Well known problem:
Given an infinite grid of 1 ohm risistors, what is the resistance
across a single diagonal?

Well known answer:
2/pi ohms.

Question:
Where can I find a full solution to this problem?

Lets call the resistance of the grid Req. Since the grid is infinite
you could "break off" a segment, and the resistance of the remaining
grid will still be Req. The remaining segment is in parallel with one
of the 1 ohm resistors that has been "broken off."  The equation for
reisistors R1 and R2 in parallel is: Rp = R1*R2/(R1 + R2) . There is
still a one ohm resistor from the broken-off section that is in series
with Req.

The equivalent resistance Req  can be calculated using the equation:

Req = 1 + (Req * 1)/(1+Req)
Then
Req^2 - Req - 1 = 0
Use quadratic equation to solve

To clarify: the grid in question is infinite in 2 dimensions, not just
1.  The method mentioned by scodad works fine for an infinite "ladder"
of resistors, but since the answer has a pi in it, there is no point
in looking for a solution by such a simple algebraic method in the
case of an infinite (in 2 dimensions) grid.

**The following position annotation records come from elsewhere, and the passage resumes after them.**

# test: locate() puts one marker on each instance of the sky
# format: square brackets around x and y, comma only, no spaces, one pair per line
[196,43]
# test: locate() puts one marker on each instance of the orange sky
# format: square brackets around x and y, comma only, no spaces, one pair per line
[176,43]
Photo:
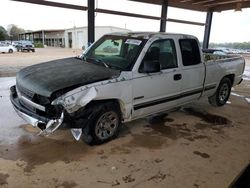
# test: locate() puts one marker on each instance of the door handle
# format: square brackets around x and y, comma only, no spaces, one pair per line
[177,77]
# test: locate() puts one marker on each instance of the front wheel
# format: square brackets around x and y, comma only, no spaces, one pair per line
[104,123]
[222,93]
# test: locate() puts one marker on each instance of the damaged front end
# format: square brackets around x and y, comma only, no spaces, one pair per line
[47,118]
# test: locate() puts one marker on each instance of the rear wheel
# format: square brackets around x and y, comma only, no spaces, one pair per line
[104,123]
[222,93]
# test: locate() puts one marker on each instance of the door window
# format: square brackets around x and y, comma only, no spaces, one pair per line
[190,52]
[162,51]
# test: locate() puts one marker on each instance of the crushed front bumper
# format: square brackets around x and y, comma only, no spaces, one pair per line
[46,125]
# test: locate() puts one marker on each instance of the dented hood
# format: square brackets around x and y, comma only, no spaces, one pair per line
[47,78]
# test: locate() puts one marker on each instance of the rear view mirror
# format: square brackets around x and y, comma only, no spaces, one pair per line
[151,66]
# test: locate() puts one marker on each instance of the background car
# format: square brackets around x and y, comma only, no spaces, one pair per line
[7,48]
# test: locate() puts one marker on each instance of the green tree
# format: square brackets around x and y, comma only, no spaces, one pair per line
[3,33]
[15,31]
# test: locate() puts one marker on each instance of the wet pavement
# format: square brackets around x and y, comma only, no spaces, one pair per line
[197,146]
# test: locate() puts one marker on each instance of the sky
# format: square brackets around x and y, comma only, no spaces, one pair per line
[227,26]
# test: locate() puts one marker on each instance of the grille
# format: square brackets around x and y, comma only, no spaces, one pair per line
[25,92]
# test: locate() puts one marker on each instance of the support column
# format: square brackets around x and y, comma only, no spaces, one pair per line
[91,21]
[164,11]
[207,30]
[43,37]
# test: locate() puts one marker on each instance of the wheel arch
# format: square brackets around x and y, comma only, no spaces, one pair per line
[230,77]
[116,101]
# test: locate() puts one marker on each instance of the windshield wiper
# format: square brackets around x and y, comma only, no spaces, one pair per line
[98,61]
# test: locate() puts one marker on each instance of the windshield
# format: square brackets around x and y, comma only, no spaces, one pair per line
[117,52]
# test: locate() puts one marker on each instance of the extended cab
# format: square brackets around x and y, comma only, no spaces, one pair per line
[143,74]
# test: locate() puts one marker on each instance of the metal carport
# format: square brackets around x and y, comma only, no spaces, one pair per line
[208,6]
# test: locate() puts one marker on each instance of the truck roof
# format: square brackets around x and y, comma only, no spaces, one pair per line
[147,35]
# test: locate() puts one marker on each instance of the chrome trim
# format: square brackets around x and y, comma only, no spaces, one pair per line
[51,126]
[34,122]
[31,103]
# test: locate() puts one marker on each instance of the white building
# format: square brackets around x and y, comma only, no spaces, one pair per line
[77,37]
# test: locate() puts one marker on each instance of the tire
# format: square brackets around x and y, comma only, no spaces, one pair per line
[222,93]
[104,123]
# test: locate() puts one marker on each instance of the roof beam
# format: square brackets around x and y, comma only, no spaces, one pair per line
[54,4]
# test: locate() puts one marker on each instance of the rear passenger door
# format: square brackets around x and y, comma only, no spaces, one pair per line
[155,92]
[193,70]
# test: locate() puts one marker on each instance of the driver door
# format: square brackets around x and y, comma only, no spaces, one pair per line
[155,92]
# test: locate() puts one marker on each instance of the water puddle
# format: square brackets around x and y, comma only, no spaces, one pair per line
[207,117]
[39,150]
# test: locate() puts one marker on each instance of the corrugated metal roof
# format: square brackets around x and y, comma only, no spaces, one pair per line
[203,5]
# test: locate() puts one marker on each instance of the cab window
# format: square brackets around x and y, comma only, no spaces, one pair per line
[190,52]
[162,51]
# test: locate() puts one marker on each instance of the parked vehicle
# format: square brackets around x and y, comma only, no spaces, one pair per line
[94,93]
[25,45]
[7,48]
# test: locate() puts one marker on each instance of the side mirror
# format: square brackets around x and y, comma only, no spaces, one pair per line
[151,66]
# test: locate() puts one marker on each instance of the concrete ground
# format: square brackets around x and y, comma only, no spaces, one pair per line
[198,146]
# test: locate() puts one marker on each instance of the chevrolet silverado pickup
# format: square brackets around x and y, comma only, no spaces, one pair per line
[144,74]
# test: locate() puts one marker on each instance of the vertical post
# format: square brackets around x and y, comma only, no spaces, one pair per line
[43,37]
[91,21]
[207,30]
[164,11]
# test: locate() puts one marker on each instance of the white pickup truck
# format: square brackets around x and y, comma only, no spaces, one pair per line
[121,77]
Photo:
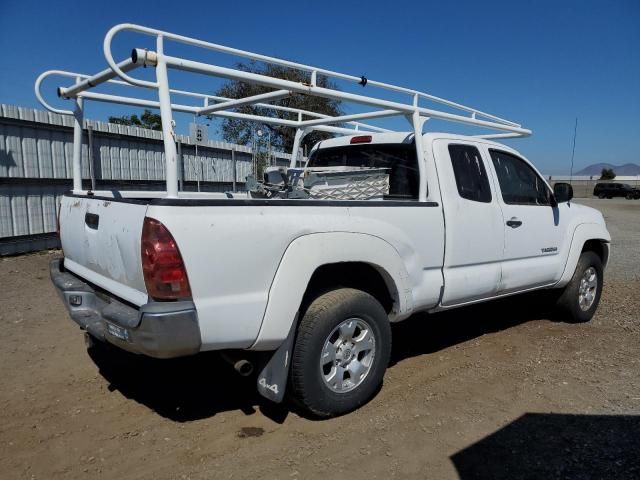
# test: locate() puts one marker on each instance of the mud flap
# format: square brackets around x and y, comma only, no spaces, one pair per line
[272,380]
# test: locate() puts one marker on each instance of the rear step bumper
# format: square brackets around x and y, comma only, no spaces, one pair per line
[157,329]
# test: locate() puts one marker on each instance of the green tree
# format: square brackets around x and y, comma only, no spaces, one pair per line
[241,131]
[607,174]
[148,119]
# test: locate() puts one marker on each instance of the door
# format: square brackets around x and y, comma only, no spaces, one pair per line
[533,229]
[474,225]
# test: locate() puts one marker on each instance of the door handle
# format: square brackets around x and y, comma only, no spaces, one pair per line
[514,222]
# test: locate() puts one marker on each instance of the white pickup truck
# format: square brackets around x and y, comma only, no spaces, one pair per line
[317,282]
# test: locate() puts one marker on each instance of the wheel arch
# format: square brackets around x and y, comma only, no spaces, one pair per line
[310,265]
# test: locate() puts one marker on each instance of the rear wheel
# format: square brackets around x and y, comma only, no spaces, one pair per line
[580,298]
[341,352]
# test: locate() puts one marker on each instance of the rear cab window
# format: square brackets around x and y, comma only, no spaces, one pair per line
[399,159]
[519,183]
[470,173]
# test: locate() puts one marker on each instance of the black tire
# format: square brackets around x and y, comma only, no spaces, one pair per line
[321,320]
[569,302]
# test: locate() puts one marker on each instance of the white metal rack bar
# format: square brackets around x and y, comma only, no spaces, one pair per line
[223,107]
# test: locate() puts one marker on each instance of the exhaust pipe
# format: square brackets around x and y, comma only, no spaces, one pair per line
[243,367]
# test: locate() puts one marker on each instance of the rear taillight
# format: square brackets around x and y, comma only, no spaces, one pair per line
[58,221]
[164,272]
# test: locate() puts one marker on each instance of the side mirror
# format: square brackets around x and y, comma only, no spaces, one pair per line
[563,192]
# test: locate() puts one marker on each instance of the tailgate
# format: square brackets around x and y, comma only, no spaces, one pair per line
[101,243]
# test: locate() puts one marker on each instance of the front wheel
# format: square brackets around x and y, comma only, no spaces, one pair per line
[341,352]
[580,298]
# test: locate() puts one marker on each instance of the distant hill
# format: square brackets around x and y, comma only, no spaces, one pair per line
[621,170]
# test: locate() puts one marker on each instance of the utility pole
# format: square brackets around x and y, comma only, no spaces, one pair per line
[573,150]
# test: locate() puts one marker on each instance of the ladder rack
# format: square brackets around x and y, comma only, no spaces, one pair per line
[305,122]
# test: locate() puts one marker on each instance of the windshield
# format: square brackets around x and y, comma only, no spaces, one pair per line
[399,158]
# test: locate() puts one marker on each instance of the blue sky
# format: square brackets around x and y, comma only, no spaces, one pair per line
[540,63]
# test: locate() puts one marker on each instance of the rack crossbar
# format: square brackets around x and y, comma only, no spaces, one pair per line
[223,107]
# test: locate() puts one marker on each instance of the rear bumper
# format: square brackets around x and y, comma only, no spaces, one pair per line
[157,329]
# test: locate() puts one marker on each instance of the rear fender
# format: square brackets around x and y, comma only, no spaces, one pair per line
[582,234]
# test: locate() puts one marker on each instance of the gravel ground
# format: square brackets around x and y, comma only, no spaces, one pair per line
[501,390]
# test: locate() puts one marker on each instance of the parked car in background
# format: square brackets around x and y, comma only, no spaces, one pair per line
[610,190]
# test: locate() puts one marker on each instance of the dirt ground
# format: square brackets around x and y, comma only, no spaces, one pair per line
[502,390]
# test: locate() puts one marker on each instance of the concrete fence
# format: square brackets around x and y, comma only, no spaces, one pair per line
[35,168]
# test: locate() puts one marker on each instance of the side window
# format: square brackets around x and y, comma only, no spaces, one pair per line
[519,183]
[471,176]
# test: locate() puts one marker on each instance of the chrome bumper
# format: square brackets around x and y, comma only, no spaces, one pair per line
[157,329]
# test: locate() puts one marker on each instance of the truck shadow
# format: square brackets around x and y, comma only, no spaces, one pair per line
[556,446]
[201,386]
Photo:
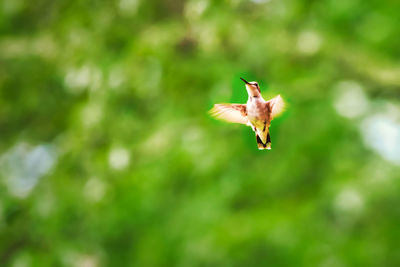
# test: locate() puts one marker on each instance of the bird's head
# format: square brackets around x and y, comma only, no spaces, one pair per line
[252,88]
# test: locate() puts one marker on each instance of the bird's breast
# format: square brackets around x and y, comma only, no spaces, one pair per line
[257,112]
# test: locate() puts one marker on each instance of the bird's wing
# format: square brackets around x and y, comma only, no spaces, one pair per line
[236,113]
[277,106]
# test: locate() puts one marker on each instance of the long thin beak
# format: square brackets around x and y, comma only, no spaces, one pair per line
[244,80]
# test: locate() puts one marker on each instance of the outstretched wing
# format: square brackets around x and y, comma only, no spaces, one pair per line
[236,113]
[277,106]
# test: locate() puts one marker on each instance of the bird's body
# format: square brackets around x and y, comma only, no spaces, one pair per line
[256,113]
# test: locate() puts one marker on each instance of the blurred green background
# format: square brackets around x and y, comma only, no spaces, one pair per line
[109,158]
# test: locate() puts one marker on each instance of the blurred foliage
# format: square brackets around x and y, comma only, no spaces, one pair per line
[108,156]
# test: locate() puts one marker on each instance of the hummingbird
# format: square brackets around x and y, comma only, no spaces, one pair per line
[256,113]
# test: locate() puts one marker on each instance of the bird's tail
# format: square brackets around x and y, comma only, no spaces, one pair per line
[261,145]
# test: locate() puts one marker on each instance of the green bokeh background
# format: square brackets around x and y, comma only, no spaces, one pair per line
[109,158]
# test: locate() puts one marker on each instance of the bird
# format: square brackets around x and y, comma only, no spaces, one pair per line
[256,113]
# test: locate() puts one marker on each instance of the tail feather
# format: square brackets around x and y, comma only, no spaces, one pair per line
[261,145]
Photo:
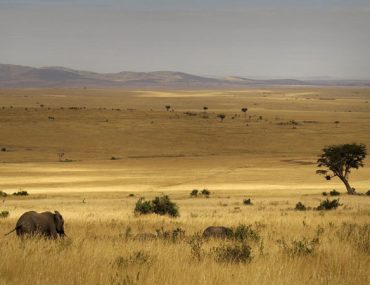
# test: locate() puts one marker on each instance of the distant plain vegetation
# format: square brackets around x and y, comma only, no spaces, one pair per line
[267,154]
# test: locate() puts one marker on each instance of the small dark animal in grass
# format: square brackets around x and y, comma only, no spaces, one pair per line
[47,224]
[217,232]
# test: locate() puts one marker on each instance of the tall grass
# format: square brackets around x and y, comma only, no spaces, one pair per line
[101,248]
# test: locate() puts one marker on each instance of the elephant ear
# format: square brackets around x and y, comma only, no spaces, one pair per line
[58,219]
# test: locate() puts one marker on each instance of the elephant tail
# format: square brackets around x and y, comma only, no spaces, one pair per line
[12,230]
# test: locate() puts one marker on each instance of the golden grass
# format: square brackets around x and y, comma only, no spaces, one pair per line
[98,251]
[265,159]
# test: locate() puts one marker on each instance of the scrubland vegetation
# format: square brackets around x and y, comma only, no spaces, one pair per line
[271,241]
[252,170]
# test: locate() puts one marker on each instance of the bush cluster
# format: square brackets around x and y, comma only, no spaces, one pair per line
[300,207]
[329,205]
[233,253]
[205,193]
[247,202]
[244,233]
[299,247]
[334,193]
[21,193]
[171,235]
[4,214]
[159,205]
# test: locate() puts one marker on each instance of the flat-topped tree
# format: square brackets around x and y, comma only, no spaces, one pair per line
[244,110]
[340,159]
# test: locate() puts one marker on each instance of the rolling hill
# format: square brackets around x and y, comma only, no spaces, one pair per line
[16,76]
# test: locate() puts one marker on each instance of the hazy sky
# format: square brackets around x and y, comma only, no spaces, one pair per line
[270,38]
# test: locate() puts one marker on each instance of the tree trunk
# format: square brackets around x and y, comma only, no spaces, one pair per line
[348,187]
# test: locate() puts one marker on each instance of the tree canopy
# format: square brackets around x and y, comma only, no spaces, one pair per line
[340,159]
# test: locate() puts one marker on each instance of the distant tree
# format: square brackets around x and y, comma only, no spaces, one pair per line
[221,116]
[244,110]
[340,159]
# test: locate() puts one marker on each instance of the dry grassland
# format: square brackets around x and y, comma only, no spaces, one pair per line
[266,157]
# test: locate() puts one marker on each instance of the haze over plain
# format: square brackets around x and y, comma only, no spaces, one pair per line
[294,39]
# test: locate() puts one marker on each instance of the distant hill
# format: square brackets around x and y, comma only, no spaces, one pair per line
[15,76]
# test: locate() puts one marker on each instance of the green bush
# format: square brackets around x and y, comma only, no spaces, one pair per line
[4,214]
[163,205]
[299,247]
[329,205]
[300,207]
[246,233]
[234,253]
[144,207]
[20,193]
[171,235]
[334,193]
[136,258]
[159,205]
[196,246]
[247,202]
[206,193]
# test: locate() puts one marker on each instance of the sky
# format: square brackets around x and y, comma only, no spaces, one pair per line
[250,38]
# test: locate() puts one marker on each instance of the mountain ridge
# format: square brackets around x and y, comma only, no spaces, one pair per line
[18,76]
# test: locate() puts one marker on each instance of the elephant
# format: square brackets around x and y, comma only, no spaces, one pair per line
[47,224]
[217,232]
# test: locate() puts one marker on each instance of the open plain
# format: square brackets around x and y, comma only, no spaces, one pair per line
[83,152]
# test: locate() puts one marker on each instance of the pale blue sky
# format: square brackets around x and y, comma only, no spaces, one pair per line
[286,38]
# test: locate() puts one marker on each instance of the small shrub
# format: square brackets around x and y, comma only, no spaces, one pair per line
[334,193]
[206,193]
[21,193]
[159,205]
[221,117]
[329,205]
[174,235]
[4,214]
[234,253]
[246,233]
[144,207]
[247,202]
[299,247]
[356,234]
[196,246]
[136,258]
[300,207]
[163,205]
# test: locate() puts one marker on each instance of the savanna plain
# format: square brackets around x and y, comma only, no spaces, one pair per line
[91,154]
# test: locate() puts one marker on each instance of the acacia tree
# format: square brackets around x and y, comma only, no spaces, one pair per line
[340,159]
[244,110]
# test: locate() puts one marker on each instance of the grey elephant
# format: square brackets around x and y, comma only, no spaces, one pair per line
[46,223]
[217,232]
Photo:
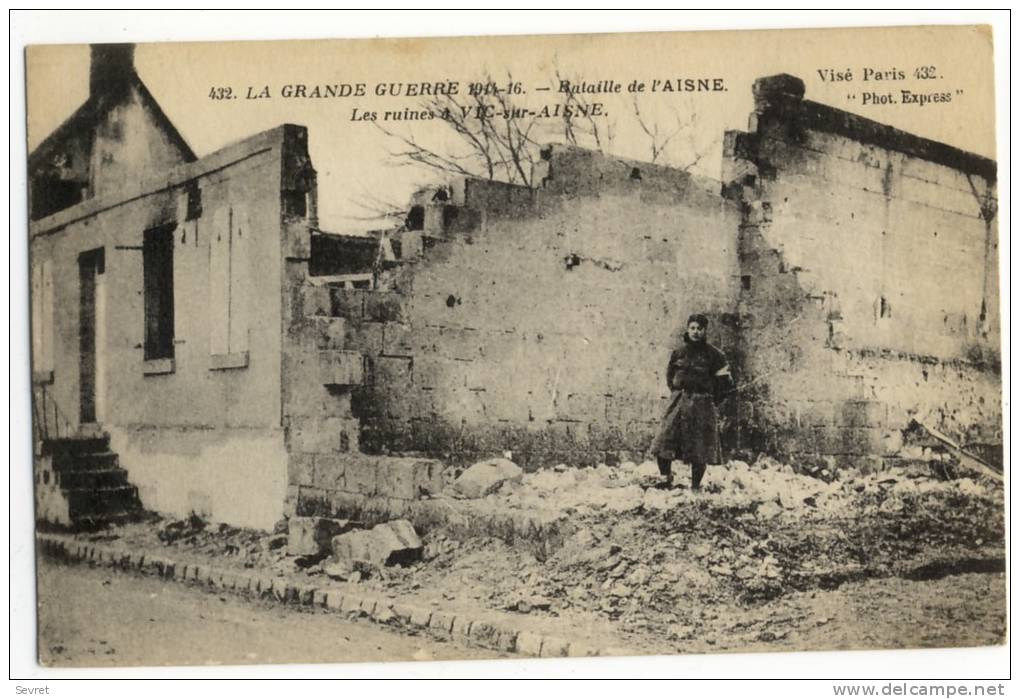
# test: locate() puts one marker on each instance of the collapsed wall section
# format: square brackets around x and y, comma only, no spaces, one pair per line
[869,282]
[540,321]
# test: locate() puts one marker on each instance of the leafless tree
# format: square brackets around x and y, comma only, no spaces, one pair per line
[661,139]
[495,134]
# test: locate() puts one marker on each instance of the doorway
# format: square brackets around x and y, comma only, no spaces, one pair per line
[91,265]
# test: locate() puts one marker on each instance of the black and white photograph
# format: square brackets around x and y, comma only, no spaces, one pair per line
[474,348]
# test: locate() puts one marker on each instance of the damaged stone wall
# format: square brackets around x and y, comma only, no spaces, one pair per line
[869,283]
[540,321]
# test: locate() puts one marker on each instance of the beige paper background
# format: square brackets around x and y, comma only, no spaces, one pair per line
[353,158]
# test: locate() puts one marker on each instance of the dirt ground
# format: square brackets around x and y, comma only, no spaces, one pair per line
[765,559]
[99,617]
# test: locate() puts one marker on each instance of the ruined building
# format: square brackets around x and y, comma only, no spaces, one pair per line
[199,344]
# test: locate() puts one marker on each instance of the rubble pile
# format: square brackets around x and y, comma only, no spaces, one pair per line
[652,560]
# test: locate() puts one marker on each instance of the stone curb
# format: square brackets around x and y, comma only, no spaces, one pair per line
[494,635]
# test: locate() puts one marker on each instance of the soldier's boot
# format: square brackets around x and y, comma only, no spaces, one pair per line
[666,469]
[697,473]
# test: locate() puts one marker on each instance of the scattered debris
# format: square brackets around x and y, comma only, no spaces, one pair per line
[313,536]
[486,477]
[390,544]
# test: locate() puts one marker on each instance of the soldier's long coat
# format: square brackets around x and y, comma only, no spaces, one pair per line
[696,373]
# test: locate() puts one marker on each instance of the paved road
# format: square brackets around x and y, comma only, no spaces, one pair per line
[97,616]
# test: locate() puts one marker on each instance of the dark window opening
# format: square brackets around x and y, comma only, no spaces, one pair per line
[50,195]
[157,278]
[884,309]
[194,202]
[416,218]
[450,214]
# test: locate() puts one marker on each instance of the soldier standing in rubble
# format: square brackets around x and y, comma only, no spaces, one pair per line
[698,377]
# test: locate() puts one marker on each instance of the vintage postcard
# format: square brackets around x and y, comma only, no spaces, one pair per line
[551,346]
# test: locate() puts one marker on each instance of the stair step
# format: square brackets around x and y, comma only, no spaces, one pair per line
[96,460]
[75,445]
[92,502]
[93,479]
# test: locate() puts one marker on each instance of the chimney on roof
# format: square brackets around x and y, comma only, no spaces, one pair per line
[111,66]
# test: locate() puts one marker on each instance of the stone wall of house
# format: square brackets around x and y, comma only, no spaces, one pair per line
[202,431]
[869,282]
[537,321]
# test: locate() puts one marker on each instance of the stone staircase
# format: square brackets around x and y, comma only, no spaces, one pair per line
[80,484]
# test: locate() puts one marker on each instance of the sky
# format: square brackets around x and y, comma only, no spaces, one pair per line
[358,173]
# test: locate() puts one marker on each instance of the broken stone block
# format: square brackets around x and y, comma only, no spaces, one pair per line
[313,536]
[487,477]
[389,544]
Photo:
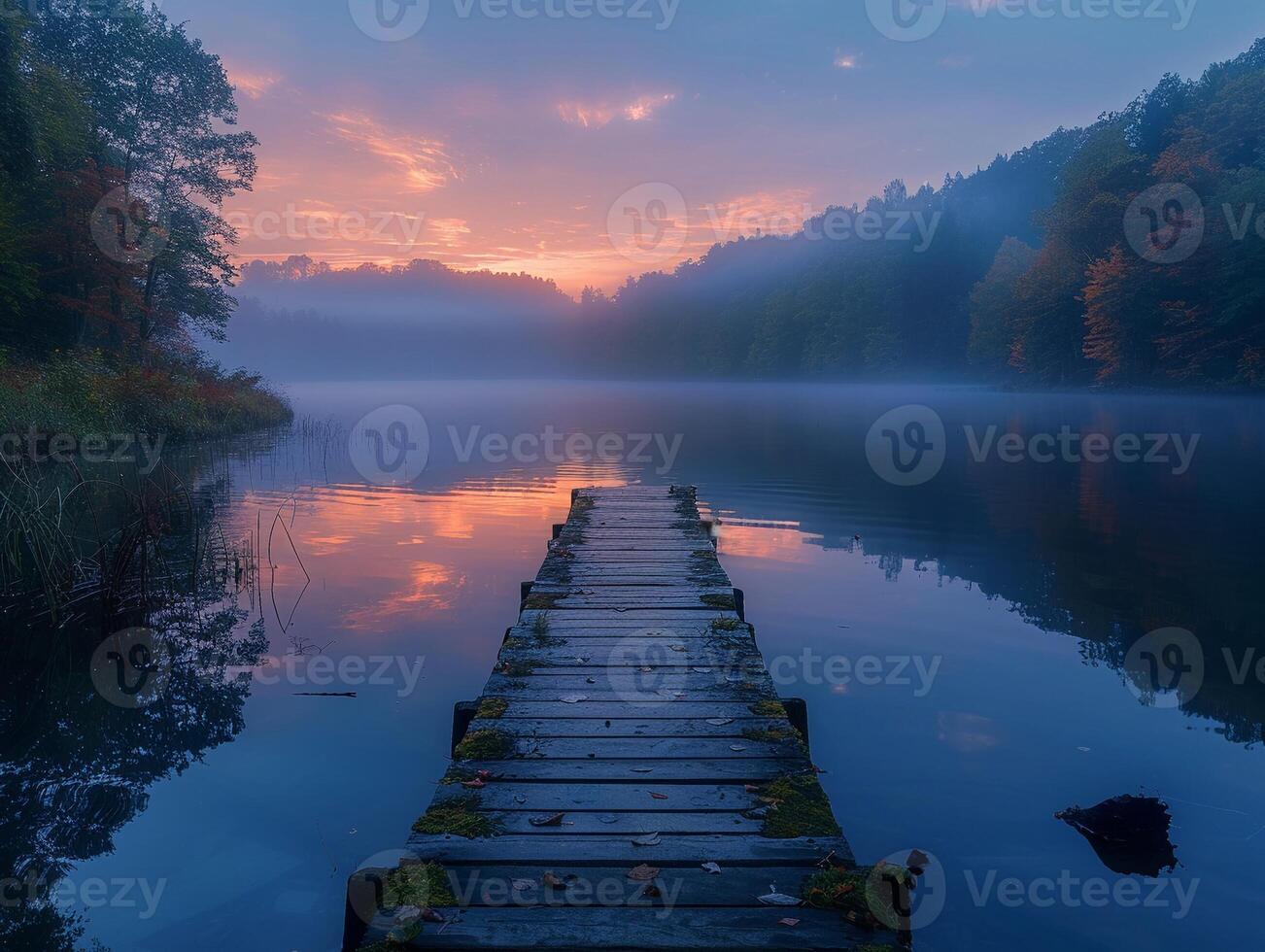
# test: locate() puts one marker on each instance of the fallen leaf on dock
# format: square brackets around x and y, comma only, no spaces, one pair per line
[774,898]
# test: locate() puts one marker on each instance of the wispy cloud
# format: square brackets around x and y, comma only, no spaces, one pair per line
[449,231]
[424,163]
[587,117]
[250,84]
[598,116]
[641,109]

By full solution, do you mean across more than one node?  If so, the answer is:
R(n,n) = 2/pi * Sum{k=1...n: 1/(2*k-1)}
R(1,1) = 2/pi
R(2,2) = 2/pi * (1 + 1/3)
R(3,3) = 2/pi * (1 + 1/3 + 1/5)

the derivation of this can be found among the following

http://mathquest.com/discuss/sci.math/a/m/277937/277940
 (with embedded links)

Other links...
http://hilbert.dartmouth.edu/~doyle/docs/net/net/net.html#thomasseninfinite
 (with embedded links)

Comments on a three dimensional grid...
http://mathforum.org/discuss/sci.math/m/193340/193357

A current link showing the integral solution for one 2D case

http://www.geocities.com/frooha/grid/node2.html